Submitted by Anonymous on
You have painted a very good case here. If you think thats a bad one, my country the stats are even more alarming.. Furthermore considering this a muslim state, this is evenmore unacceptable considering the values of islam we preach.. According to statistics revealed by the Gender Department in April this year, between December 2010 and October 2011, 1,138 cases of child abuse were reported from the family and children service centres. 1,005 of these cases involved minors while 133 of these cases involved victims aged older than 18. Approximately one third of the 81 cases involving children less than one year involved neglect.

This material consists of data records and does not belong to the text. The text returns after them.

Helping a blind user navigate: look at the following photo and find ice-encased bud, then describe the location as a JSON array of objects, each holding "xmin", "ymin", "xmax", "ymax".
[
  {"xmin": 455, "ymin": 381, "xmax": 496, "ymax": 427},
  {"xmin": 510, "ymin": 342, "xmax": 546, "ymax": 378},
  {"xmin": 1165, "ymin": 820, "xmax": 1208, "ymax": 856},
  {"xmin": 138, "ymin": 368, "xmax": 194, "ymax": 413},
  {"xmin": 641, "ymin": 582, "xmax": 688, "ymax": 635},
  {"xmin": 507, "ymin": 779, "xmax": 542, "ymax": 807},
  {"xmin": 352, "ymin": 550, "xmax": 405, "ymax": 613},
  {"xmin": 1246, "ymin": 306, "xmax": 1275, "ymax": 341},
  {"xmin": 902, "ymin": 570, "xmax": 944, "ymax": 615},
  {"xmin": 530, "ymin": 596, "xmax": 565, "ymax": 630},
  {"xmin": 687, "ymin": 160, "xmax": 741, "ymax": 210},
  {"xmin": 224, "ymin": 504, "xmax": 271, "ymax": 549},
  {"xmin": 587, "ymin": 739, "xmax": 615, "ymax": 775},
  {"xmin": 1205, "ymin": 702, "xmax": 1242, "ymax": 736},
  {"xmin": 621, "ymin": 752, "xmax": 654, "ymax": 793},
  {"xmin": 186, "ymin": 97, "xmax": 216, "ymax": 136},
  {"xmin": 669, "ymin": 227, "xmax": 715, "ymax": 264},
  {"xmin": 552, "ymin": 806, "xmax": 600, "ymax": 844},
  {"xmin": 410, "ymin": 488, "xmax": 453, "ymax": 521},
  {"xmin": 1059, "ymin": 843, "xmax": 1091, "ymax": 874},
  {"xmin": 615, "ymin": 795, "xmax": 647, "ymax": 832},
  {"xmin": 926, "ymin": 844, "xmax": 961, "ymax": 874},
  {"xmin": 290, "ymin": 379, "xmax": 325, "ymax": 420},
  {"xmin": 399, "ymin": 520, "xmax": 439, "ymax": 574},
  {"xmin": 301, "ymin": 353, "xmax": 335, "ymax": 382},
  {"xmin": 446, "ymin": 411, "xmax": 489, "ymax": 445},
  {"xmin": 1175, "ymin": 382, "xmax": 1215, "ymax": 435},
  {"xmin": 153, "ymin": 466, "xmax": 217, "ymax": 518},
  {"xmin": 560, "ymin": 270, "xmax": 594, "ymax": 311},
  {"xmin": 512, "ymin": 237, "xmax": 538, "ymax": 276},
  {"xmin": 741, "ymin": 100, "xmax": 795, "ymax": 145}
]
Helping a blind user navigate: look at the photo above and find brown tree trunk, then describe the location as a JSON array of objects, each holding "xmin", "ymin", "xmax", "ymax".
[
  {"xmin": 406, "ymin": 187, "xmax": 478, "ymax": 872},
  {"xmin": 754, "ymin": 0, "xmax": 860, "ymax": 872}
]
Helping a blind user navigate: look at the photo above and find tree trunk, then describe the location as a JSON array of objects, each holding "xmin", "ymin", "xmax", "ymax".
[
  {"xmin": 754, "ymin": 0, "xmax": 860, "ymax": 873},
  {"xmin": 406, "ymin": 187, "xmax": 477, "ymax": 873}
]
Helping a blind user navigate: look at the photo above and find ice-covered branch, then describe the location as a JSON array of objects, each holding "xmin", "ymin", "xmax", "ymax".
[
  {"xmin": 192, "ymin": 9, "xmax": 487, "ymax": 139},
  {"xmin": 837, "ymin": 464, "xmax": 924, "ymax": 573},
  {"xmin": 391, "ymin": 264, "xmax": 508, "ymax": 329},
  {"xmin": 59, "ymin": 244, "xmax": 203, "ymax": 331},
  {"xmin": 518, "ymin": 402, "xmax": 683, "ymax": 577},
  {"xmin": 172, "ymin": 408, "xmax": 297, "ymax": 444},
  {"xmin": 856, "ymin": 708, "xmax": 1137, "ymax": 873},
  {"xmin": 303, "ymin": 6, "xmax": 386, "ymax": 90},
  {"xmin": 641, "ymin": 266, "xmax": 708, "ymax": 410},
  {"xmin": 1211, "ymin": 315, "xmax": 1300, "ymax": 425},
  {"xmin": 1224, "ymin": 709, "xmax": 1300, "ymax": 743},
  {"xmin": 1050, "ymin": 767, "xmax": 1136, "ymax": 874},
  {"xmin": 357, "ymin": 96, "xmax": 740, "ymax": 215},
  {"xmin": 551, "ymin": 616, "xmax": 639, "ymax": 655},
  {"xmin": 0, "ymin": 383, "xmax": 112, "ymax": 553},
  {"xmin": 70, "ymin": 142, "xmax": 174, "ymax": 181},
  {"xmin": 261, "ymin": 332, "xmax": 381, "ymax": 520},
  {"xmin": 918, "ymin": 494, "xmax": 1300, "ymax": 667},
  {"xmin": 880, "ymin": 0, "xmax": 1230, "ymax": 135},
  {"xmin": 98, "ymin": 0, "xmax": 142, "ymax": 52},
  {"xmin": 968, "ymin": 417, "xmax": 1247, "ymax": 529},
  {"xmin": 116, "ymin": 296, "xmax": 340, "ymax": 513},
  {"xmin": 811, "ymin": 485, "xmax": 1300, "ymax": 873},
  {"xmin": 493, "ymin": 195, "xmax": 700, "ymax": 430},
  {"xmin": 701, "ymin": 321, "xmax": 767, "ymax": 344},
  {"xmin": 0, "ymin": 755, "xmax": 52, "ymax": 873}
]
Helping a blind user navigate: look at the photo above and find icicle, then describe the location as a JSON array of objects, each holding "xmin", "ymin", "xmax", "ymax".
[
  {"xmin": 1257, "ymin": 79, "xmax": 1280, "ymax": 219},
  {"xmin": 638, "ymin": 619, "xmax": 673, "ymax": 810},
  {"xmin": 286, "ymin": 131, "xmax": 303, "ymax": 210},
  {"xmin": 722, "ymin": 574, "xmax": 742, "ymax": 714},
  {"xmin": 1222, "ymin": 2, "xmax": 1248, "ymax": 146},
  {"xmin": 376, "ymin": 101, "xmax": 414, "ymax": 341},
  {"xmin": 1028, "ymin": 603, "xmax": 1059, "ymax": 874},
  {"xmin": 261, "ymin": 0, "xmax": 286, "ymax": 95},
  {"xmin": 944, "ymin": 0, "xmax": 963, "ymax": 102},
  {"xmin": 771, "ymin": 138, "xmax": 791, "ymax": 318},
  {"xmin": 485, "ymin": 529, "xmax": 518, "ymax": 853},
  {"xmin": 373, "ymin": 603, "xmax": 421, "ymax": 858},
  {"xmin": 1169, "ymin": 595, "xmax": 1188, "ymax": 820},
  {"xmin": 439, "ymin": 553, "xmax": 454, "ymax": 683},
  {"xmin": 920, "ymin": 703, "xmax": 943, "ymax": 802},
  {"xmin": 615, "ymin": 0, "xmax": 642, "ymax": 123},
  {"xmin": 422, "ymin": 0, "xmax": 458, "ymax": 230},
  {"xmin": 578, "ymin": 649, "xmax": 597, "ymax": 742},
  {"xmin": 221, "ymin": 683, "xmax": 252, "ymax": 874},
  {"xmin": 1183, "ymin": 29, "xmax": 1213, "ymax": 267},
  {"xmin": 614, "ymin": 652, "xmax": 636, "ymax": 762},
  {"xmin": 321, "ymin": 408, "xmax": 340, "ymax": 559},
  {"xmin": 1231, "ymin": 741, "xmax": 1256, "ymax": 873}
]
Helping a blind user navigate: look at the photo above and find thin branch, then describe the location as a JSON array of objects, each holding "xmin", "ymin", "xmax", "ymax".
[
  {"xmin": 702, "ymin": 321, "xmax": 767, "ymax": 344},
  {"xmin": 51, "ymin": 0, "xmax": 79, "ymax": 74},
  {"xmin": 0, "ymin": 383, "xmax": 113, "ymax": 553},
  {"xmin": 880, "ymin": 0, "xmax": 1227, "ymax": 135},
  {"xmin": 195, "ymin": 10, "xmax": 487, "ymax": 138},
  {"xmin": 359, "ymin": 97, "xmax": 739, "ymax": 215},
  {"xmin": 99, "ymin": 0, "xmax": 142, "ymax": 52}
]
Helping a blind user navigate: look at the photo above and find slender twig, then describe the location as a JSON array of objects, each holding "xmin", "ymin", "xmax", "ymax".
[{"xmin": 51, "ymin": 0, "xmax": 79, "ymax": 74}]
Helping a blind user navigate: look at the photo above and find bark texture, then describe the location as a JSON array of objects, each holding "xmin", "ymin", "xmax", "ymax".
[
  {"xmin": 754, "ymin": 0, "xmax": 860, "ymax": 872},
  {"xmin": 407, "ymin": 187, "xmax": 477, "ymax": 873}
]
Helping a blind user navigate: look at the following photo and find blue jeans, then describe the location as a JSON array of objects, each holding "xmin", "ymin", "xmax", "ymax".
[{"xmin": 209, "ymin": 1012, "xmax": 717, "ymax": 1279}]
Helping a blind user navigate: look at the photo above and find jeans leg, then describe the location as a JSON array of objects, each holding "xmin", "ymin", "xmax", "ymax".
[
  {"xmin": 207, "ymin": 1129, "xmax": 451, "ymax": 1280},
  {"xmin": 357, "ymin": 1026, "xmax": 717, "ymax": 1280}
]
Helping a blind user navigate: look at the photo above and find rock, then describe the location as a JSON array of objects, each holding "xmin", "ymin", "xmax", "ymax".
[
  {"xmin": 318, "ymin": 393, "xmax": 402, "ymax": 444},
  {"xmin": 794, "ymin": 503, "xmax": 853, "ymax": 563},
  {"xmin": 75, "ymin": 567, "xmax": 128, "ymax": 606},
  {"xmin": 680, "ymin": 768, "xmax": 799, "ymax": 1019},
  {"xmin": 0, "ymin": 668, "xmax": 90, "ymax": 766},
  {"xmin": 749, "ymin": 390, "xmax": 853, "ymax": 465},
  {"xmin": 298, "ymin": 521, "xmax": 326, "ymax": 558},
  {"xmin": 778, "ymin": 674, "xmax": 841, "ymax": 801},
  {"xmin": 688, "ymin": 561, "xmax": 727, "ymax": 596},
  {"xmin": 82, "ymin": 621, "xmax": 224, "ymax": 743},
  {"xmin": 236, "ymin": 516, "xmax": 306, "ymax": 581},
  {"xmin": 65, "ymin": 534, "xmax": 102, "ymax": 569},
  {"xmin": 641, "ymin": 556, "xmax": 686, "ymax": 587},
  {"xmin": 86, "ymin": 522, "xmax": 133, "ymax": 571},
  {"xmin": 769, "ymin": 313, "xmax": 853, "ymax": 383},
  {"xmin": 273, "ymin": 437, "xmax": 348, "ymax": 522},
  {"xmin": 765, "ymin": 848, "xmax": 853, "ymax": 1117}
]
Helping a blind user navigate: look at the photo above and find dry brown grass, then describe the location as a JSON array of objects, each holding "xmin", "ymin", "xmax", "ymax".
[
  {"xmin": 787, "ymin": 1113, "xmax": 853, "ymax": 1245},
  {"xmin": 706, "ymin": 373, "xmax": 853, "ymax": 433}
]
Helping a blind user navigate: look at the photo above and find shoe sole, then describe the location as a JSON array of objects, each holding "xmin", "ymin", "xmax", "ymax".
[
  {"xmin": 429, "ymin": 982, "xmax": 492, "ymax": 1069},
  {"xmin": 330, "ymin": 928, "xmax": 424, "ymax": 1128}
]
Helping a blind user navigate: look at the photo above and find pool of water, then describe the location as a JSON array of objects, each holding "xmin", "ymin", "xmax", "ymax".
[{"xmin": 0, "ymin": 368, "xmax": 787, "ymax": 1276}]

Sexual abuse was reported in a quarter of the 192 cases for age group one to five, and in a fifth of the 230 cases age group five to 10. Isnt it time to say NO ITS NOT OK in this country? the population may be insignficant in South asia terms but arent these numbers comparatively large enough for agencies like the UNICEF to pick up and demand rightful justice for these children, and why not demand that if its not done so no aid will be given? In this country a murderer can get away with 12 yrs imprisonment and a person who has violated a child (thereby spoiling the childs every chance of a normal living life) gets a meager 10yrs? This is unacceptable and the pnishment has to be unpardonable by any decree, and the person should be labelled as a molestor and never freely let loose in a society.